Powell didn’t play outside linebacker until he went to college. In high school, he bounced around at several positions on both sides of the ball until he landed at defensive end his junior year.
“Seeing the athlete that he was, I was just excited,” Price said. “I was like, ‘Yeah, give him to me, I’ll take him right away.’ Because you normally don’t get those types of athletes as a defensive lineman or as an offensive lineman.”
Once Powell settled in, he excelled. He earned a starting spot and tallied 38 tackles his junior year. The next season he became the Maroons’ third-leading tackler (70, 23 for loss).

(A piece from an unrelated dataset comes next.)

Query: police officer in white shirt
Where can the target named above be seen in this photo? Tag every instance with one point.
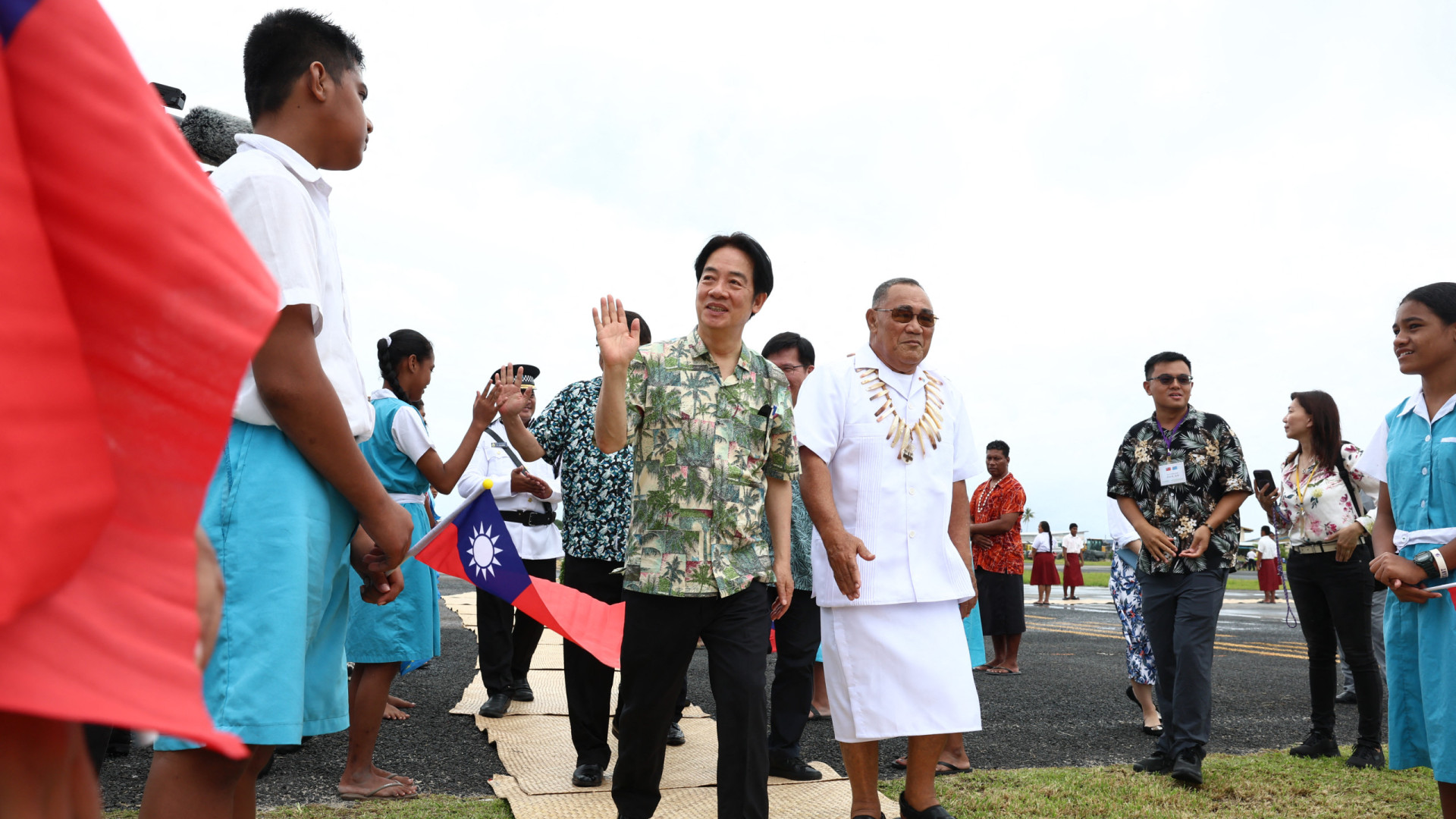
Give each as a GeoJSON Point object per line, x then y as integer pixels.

Then-head coach Will Weaver recognized Powell’s potential to play Division I during Powell’s junior year. Weaver took him and others in his class to college camps over the summer, talked them up to coaches, and put together highlight reels.
“Back in high school, I didn’t even know about service academies,” Powell said. “It was (Weaver) that asked me if I would be interested in going, so I have him to thank for this just as much as almost anybody.”
Powell chose Navy, and spent a year at their prep school before making his college debut on special teams against Air Force in 2013.
Fighting for time on the field, Powell said he started behind his competition at linebacker coming into Navy.
“I was the smallest one, the weakest one,” Powell said. “I wasn’t the most athletic. I wasn’t the fastest.”
He put on weight, hit the weight room hard, developed his speed and quickness.
And he learned an entirely new position.
“Sometimes that can be frustrating for a student-athlete,” Weaver said. “But Josiah always had a little something special. He had flashes of brilliance, and he just never ever would quit no matter what. He went on and had a tremendous career starting for a Division I team that ended up being in the top 20 in the country.”
During that journey, several of Powell’s high school coaches reached out to him to tell him how proud they were.
“I just really appreciated it,” Powell said, “because they probably don’t even know how much they influenced me going though high school, coming up, trying to make something of myself on the field.”